Submitted by Man Booker Prize on Thu, 2018-04-19 00:00
Bleary-eyed but happy, the 2018 Man Booker International Prize judges have now announced their shortlist. Lisa Appignanesi, Michael Hofmann, Hari Kunzru, Tim Martin and Helen Oyeyemi can breathe out, take a brief pause and look at the world around them, notice the first green shoots of spring and then pick up the six chosen books again to try and winnow a winner from them.
What they have come up with is a list of global span – from Korea to Europe via Iraq – and a mixture of names from the well-known to the novel. The most familiar are the former winners Han Kang who, with her translator Deborah Smith, won the prize in 2016 for The Vegetarian, and László Krasznahorkai, who won the prize in 2015 (when it was for a body of work rather than an individual book) and his translating team of John Batki, Ottilie Mulzet & George Szirtes. Also widely recognised now is Ahmed Saadawi whose Frankenstein in Baghdad, translated by Jonathan Wright, won the 2014 International Prize for Arabic Fiction.
Antonio Muñoz Molina meanwhile has a long publishing history in Spain, some 24 books dating back to 1984. Several have been translated from the Spanish into English, including La noche de los tiempos (In the Night of Time) of 2009 which received excellent reviews and suggested that Molina was a novelist the Anglophone world should pay attention to.
Virginie Despentes has the liveliest biography among the shortlisted novelists, having been, in her time, a filmmaker, maid, sex worker and rock journalist. She hit the headlines when her first novel, Baise-Moi, a rape-revenge story, was adapted for film in 2000 and promptly became the first movie to be banned in France for 28 years. Despite the furore, she has nevertheless authored some 15 other works.
Olga Tokarczuk is also an established poet, essayist and psychologist whose fiction and other work promotes a pluralist and inclusive vision of Poland that has led her into conflict with some of the country’s more right-wing elements. Her nominated book, Flights, is though less about Poland than the nomadic condition that underlies much of humanity.
Unsurprisingly perhaps, these very different authors treat a bewildering range of themes: there is a monster on the loose in Baghdad, the journey across Europe of Chopin’s disembodied heart, a man who carries his despair around the world with him like luggage, a meditation on the allure of white things, happenings in the Parisian rock scene, and an account of an American political assassin on the run in Portugal.
The translators are as distinguished in their field as the authors are in theirs.

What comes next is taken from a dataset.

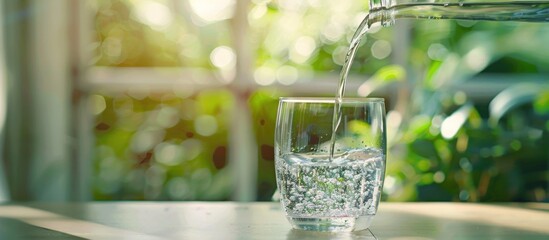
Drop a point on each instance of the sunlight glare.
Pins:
(153, 13)
(210, 11)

Krasznahorkai’s tag-team of John Batki, Ottilie Mulzet and George Szirtes have been tackling his novels for some time; Deborah Smith and Han Kang have become more like sisters than writer and translator; Frank Wynne was also longlisted for a Spanish translation (Javier Cercas’s The Impostor); Jennifer Croft, another polyglot, is a literary magazine editor fluent in Polish, Spanish and Ukrainian; Camilo A. Ramirez and Jonathan Wright meanwhile combine translating with other professional interests. Since the authors’ nationalities are noted it seems only fair to point out that the translators are a global bunch too, coming from Ireland, England, Hungary, Canada, Colombia, and the United States.
Just to reinforce the diversity contained within the shortlist, the stories resulting from the strange author-translator alchemy encompass six different languages and have been brought to public notice by five different publishing houses, all independents or small imprints – showing perhaps a nimbleness and daring some of the larger houses could do to emulate. Tuskar Rock Press, with two nominations, has reason for an extra vigorous pat on the back.
The shortlist may leave habitual winner-pickers with a headache – what, if anything, links these writers and their works? What shared themes or correspondences are here? – but it offers readers thrilling possibilities. Whatever you look for in a novel, whether it be the strange, the foreign (in the best sense), the wonderful, the poignant, or the profound, it is there in the shortlist.